Created attachment 1776028 [details] Deploy logs from a failed node Description of problem: Attempting to deploy an overcloud with mixed DL360 G10 and HP E910 blade nodes. Th eDL360 nodes deploy fine as expected. I am unabel to deploy to any of the E910 nodes. Ironic throws the following error: Apr 27 10:37:52 host-192-168-10-92 ironic-python-agent[1984]: 2021-04-27 10:37:52.011 1984 ERROR root [-] Command execution error: invalid literal for int() with base 10: 'p1': ValueError: invalid literal for int() with base 10: 'p1' 2021-04-27 10:37:52.011 1984 ERROR root Traceback (most recent call last): 2021-04-27 10:37:52.011 1984 ERROR root File "/usr/lib/python3.6/site-packages/ironic_python_agent/extensions/base.py", line 256, in execute_command 2021-04-27 10:37:52.011 1984 ERROR root result = ext.execute(command_part, **kwargs) 2021-04-27 10:37:52.011 1984 ERROR root File "/usr/lib/python3.6/site-packages/ironic_python_agent/extensions/base.py", line 208, in execute 2021-04-27 10:37:52.011 1984 ERROR root return cmd(**kwargs) 2021-04-27 10:37:52.011 1984 ERROR root File "/usr/lib/python3.6/site-packages/ironic_python_agent/extensions/base.py", line 326, in wrapper 2021-04-27 10:37:52.011 1984 ERROR root result = func(self, **command_params) 2021-04-27 10:37:52.011 1984 ERROR root File "/usr/lib/python3.6/site-packages/ironic_python_agent/extensions/image.py", line 562, in install_bootloader 2021-04-27 10:37:52.011 1984 ERROR root efi_system_part_uuid=efi_system_part_uuid): 2021-04-27 10:37:52.011 1984 ERROR root File "/usr/lib/python3.6/site-packages/ironic_python_agent/extensions/image.py", line 289, in _manage_uefi 2021-04-27 10:37:52.011 1984 ERROR root efi_partition = int(partition.replace(device, "")) 2021-04-27 10:37:52.011 1984 ERROR root ValueError: invalid literal for int() with base 10: 'p1' 2021-04-27 10:37:52.011 1984 ERROR root Version-Release number of selected component (if applicable): 16.1.latest How reproducible: Every time I try in this environment Steps to Reproduce: 1. Deploy undercloud according to docs 2. Import and introspect all nodes 3. Run overcloud deploy with HP E910 nodes Actual results: No hosts found Expected results: Overcloud successfully deployed Additional info: The DL360s which work have SATA drives while the e910's only have 5 - NVMe drives available. Introspection and cleaning work correctly on both servers.

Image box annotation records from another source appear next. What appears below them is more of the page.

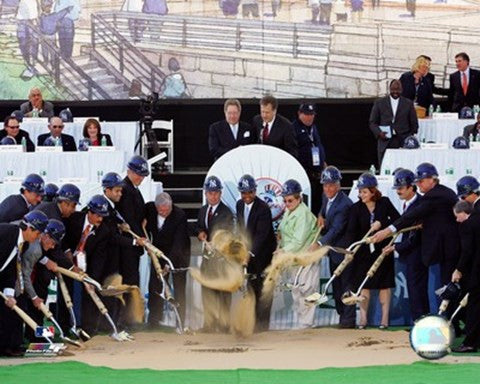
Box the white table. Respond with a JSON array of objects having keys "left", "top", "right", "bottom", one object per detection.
[
  {"left": 381, "top": 149, "right": 480, "bottom": 180},
  {"left": 0, "top": 151, "right": 127, "bottom": 182},
  {"left": 20, "top": 121, "right": 140, "bottom": 157},
  {"left": 418, "top": 119, "right": 475, "bottom": 147}
]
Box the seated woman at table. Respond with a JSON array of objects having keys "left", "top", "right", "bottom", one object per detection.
[
  {"left": 463, "top": 113, "right": 480, "bottom": 141},
  {"left": 83, "top": 119, "right": 113, "bottom": 147},
  {"left": 345, "top": 172, "right": 400, "bottom": 329},
  {"left": 274, "top": 179, "right": 320, "bottom": 328},
  {"left": 400, "top": 57, "right": 433, "bottom": 115},
  {"left": 0, "top": 116, "right": 35, "bottom": 152},
  {"left": 20, "top": 87, "right": 53, "bottom": 118}
]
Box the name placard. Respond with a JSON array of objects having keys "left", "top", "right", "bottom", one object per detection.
[
  {"left": 420, "top": 143, "right": 448, "bottom": 149},
  {"left": 0, "top": 145, "right": 23, "bottom": 153},
  {"left": 36, "top": 145, "right": 63, "bottom": 152},
  {"left": 88, "top": 145, "right": 115, "bottom": 152}
]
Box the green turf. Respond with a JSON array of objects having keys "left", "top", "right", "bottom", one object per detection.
[{"left": 0, "top": 362, "right": 480, "bottom": 384}]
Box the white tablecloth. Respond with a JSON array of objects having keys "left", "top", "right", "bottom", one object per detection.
[
  {"left": 0, "top": 151, "right": 127, "bottom": 182},
  {"left": 21, "top": 121, "right": 139, "bottom": 157},
  {"left": 381, "top": 149, "right": 480, "bottom": 180},
  {"left": 418, "top": 119, "right": 475, "bottom": 146}
]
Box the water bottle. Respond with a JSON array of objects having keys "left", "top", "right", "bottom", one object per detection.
[{"left": 21, "top": 137, "right": 27, "bottom": 152}]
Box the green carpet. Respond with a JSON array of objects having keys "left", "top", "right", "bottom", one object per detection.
[{"left": 0, "top": 362, "right": 480, "bottom": 384}]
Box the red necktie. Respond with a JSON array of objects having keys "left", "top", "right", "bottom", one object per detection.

Looks like the issue is the code for handling/guessing the partition is not NVMe pattern safe. We know customers have deployed on Edgeline hardware using whole disk images. I highly recommend taking that route in the mean time.
Thanks Julia. We are going to give wholedisk image a try first.
Proposed fix upstream.
Hi Julia, I added your code fix to the IPA initramfs and updated the deployment with the new image. It seems to have solved the issue and the deployment is moving forward. I will let you know if everything works as expected. Thanks for the quick fix!!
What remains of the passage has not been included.